Scientists want to know everything, and we’ve been trying to get there since the dawn of science. So why aren’t we there yet? Why are there things we still don’t know?
Sometimes, the reason is obvious: we can’t do the experiments yet. Victorian London had neither the technology nor the wealth to build a machine like Fermilab, so they couldn’t discover the top quark. Even if Newton had the idea for General Relativity, the telescopes of the era wouldn’t have let astronomers see its effect on the motion of Mercury. As we grow (in technology, in resources, in knowledge, in raw number of human beings), we can test more things and learn more about the world.
But I’m a theoretical physicist, not an experimental physicist. I still want to understand the world, but what I contribute aren’t new experiments, but new ideas and new calculations. This brings back the question in a new form: why are there calculations we haven’t done yet? Why are there ideas we haven’t had yet?
Sometimes, we can track the reason down to bottlenecks. A bottleneck is a step in a calculation that, for some reason, is harder than the rest. As you try to push a calculation to new heights, the bottleneck is the first thing that slows you down, like the way liquid bubbles through the neck of a literal bottle. If you can clear the bottleneck, you can speed up your calculation and accomplish more.
In the clearest cases, we can see how these bottlenecks could be solved with more technology. As computers get faster and more powerful, calculations become possible that weren’t possible before, in the same way new experiments become possible with new equipment. This is essentially what has happened recently with machine learning, where relatively old ideas are finally feasible to apply on a massive scale.

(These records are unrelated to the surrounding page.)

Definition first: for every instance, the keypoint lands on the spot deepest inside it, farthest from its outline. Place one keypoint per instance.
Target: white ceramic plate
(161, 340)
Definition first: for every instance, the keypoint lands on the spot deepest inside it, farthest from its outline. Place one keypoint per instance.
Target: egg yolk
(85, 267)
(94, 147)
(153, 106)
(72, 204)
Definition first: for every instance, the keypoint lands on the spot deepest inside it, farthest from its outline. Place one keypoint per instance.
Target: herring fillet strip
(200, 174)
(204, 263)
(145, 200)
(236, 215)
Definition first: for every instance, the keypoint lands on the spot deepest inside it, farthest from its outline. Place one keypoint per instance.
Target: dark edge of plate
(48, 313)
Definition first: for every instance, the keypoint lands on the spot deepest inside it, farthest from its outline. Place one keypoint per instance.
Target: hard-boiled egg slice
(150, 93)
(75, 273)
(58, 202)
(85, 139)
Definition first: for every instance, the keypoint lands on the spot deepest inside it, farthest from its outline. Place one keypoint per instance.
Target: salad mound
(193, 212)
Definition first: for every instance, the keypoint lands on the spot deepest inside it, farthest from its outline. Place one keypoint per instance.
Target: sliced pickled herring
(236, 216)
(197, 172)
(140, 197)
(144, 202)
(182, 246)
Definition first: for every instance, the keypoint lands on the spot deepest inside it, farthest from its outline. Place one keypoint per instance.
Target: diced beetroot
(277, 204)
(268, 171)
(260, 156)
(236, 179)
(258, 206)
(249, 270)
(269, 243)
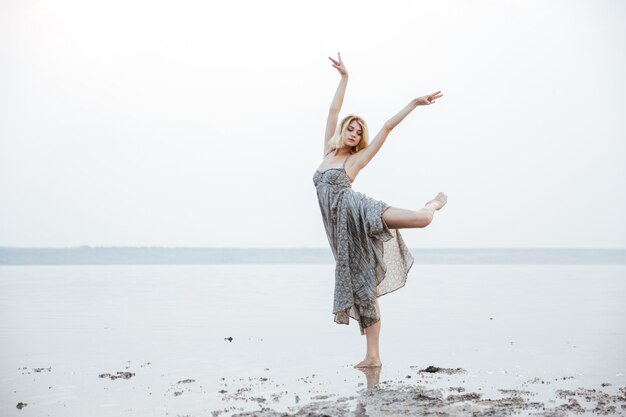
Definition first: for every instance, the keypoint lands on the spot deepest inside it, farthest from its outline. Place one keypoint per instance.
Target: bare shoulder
(354, 164)
(327, 149)
(357, 160)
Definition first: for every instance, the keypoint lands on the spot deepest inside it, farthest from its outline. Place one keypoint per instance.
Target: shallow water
(503, 324)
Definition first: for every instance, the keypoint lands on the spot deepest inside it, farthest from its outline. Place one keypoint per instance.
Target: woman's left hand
(429, 99)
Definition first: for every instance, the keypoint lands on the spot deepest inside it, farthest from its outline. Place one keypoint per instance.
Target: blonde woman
(371, 256)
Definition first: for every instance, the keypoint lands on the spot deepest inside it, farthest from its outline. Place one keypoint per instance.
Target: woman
(371, 257)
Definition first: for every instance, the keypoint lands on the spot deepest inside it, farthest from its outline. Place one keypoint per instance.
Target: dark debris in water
(118, 375)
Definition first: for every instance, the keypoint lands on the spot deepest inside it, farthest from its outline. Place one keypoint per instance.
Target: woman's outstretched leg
(396, 218)
(372, 334)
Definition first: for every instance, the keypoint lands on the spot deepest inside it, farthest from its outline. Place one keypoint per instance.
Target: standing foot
(438, 202)
(369, 362)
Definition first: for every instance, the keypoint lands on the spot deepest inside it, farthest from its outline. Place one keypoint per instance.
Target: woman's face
(352, 134)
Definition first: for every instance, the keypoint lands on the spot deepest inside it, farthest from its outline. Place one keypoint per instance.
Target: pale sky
(195, 123)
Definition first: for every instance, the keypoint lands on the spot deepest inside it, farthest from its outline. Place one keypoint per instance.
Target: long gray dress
(371, 259)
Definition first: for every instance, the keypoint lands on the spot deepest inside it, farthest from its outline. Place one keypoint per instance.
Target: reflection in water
(372, 376)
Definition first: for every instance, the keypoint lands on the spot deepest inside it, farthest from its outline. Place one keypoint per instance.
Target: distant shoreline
(87, 255)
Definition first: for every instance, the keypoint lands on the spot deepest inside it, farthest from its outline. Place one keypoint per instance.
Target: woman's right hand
(339, 65)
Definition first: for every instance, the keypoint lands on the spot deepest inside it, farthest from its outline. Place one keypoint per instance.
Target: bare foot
(438, 202)
(369, 363)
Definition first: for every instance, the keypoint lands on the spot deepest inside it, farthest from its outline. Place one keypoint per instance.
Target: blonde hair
(336, 143)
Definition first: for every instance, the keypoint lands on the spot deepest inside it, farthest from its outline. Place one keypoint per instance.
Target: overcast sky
(195, 123)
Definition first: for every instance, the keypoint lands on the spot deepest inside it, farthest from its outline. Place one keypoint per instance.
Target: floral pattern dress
(371, 259)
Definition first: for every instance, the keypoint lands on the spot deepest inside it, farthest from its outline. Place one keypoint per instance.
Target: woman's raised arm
(335, 106)
(363, 157)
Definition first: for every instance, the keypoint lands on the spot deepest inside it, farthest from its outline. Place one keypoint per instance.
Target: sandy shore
(439, 392)
(259, 340)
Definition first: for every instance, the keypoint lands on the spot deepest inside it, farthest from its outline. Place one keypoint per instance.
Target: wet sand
(254, 340)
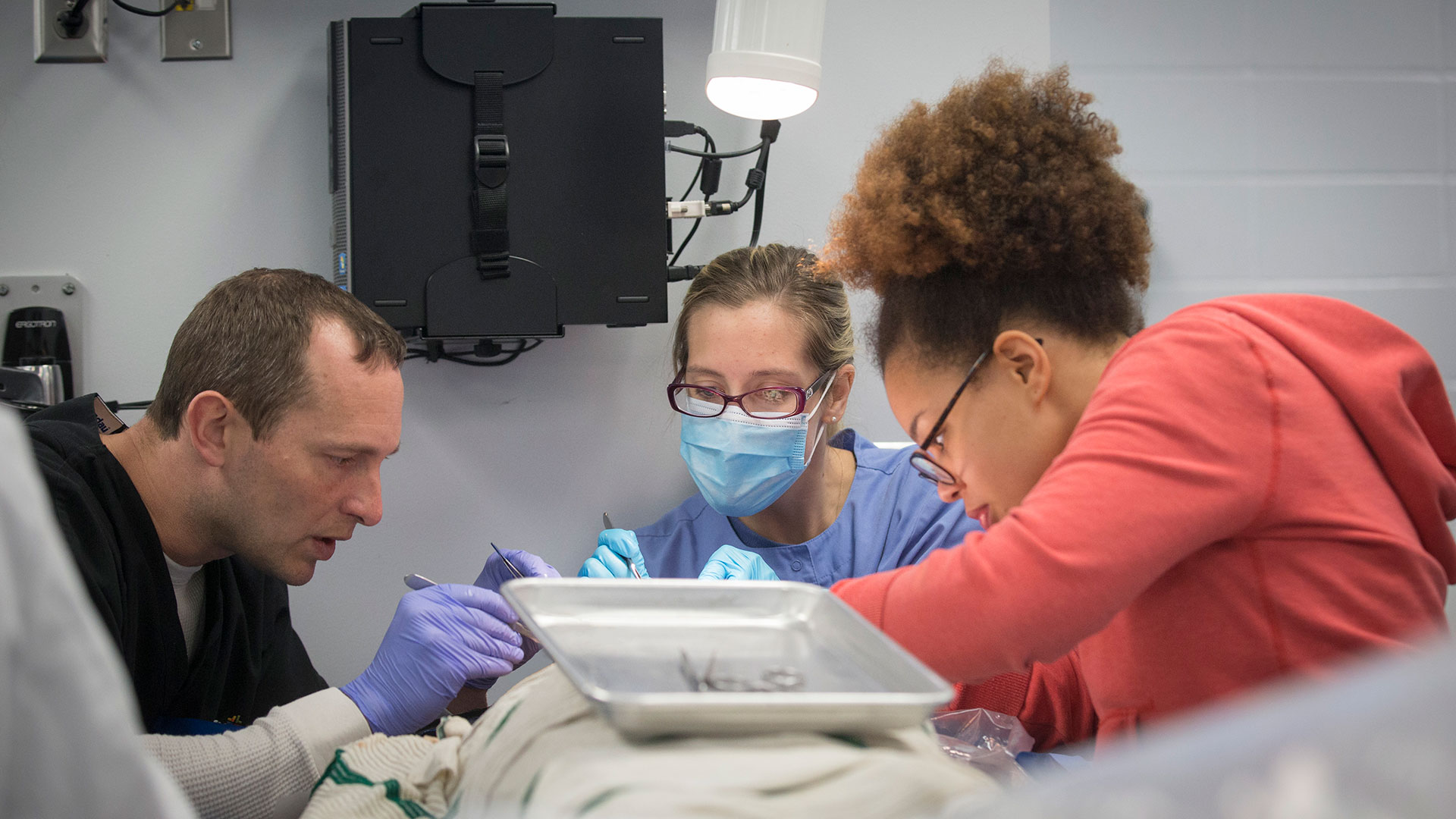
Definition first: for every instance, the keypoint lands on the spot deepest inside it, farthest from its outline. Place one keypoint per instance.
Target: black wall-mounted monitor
(497, 169)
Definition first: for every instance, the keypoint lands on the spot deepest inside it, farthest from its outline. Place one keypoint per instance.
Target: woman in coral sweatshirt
(1251, 488)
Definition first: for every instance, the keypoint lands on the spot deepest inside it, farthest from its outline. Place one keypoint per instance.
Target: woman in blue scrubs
(764, 366)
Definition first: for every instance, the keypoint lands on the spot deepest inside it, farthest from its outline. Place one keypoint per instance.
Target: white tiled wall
(1286, 146)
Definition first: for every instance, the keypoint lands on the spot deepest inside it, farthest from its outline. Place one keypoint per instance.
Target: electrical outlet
(197, 30)
(85, 42)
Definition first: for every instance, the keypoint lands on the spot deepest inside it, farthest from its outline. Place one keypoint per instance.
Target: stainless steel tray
(622, 643)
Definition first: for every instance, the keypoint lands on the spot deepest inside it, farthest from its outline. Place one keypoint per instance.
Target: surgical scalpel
(419, 582)
(606, 523)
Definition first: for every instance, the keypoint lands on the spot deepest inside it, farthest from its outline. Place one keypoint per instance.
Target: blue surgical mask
(745, 464)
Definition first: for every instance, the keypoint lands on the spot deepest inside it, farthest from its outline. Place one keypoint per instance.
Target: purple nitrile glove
(440, 639)
(495, 573)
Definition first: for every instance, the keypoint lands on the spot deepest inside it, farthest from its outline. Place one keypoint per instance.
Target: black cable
(147, 14)
(708, 146)
(73, 18)
(686, 240)
(730, 155)
(526, 346)
(758, 200)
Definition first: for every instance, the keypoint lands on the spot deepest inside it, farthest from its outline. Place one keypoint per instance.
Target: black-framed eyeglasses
(921, 458)
(766, 403)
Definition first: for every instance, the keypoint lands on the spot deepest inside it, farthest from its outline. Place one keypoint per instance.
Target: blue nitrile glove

In physics, a subtlety is that we rarely have access to the most powerful computers available. Some types of physics are done on genuine supercomputers, but for more speculative or lower-priority research we have to use small computer clusters, or even our laptops. Something can be a bottleneck not because it can’t be done on any computer, but because it can’t be done on the computers we can afford.
Most of the time, bottlenecks aren’t quite so obvious. That’s because in theoretical physics, often, we don’t know what we want to calculate. If we want to know why something happens, and not merely that it happens, then we need a calculation that we can interpret, that “makes sense” and that thus, hopefully, we can generalize. We might have some ideas for how that calculation could work: some property a mathematical theory might have that we already know how to understand. Some of those ideas are easy to check, so we check, and make progress. Others are harder, and we have to decide: is the calculation worth it, if we don’t know if it will give us the explanation we need?
Those decisions provide new bottlenecks, often hidden ones. As we get better at calculation, the threshold for an “easy” check gets easier and easier to meet. We put aside fewer possibilities, so we notice more things, which inspire yet more ideas. We make more progress, not because the old calculations were impossible, but because they weren’t easy enough, and now they are. Progress fuels progress, a virtuous cycle that gets us closer and closer to understanding everything we want to understand (which is everything).